Тогда Мейснер спросил меня, считаю ли я, что прозрение моей дочери можно сравнивать с приведенным примером разрастания кости. Я ответил: «Нет». Тогда он спросил, считаю ли я, что ее исцеление и в самом деле доказывает надежность магнетического метода. Я промолчал. Он повторил свой вопрос. Я ответил уклончиво. Тогда он спросил меня, считаю ли я, что моя дочь и в самом деле была слепа.
Конечно, я сказал: «Да». Тогда он спросил, считаю ли я ее теперь совершенно зрячей. «Да», — ответил я. Тогда он попросил меня обдумать, какие выводы следуют из моего ответа, — после чего возникла короткая пауза.
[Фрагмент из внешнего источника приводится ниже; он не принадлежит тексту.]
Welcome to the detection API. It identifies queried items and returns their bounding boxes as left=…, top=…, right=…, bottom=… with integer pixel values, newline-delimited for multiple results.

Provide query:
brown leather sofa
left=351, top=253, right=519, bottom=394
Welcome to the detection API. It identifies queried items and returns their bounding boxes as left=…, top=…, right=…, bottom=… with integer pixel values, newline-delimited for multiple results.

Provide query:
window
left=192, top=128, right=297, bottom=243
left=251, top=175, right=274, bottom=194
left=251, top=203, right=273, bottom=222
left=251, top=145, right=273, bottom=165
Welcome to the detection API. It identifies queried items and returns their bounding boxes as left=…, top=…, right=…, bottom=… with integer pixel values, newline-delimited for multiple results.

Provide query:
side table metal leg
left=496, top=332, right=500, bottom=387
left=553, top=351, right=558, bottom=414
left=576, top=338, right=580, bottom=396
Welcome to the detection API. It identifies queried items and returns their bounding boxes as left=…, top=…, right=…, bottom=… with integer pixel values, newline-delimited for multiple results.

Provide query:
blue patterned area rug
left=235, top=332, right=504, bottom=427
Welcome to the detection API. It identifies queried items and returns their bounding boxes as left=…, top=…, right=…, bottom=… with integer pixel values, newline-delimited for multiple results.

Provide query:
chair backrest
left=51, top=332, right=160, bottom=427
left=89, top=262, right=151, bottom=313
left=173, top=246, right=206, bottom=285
Конечно, я мог бы уклониться, сославшись на другие авторитеты. Но я предпочел избрать трудный путь — я согласился, что метод оказался действенным. Согласился, что ошибался. Я сделал выводы из происшедшего и капитулировал.
События увлекают меня своим потоком. У меня такое чувство, что моему спокойному существованию пришел конец: поскольку прежде я выказывал неодобрение, теперь, чтобы оставаться последовательным, я должен одобрить ход событий. Я стараюсь также быть честным, ведь я всегда так гордился своей честностью. Я честно признаю: Мейснер прав. Я предаю своих коллег-врачей, если они могут считать себя жертвами предательства оттого, что лечение оказалось успешным.
И тогда этот человек, Мейснер, сидевший напротив меня, приблизил ко мне свое лицо с резкими монгольскими чертами и спросил спокойно и твердо, почему же я не делаю последовательных выводов из моего признания и не помогаю ему в его деятельности. Он попросил меня стать его ассистентом.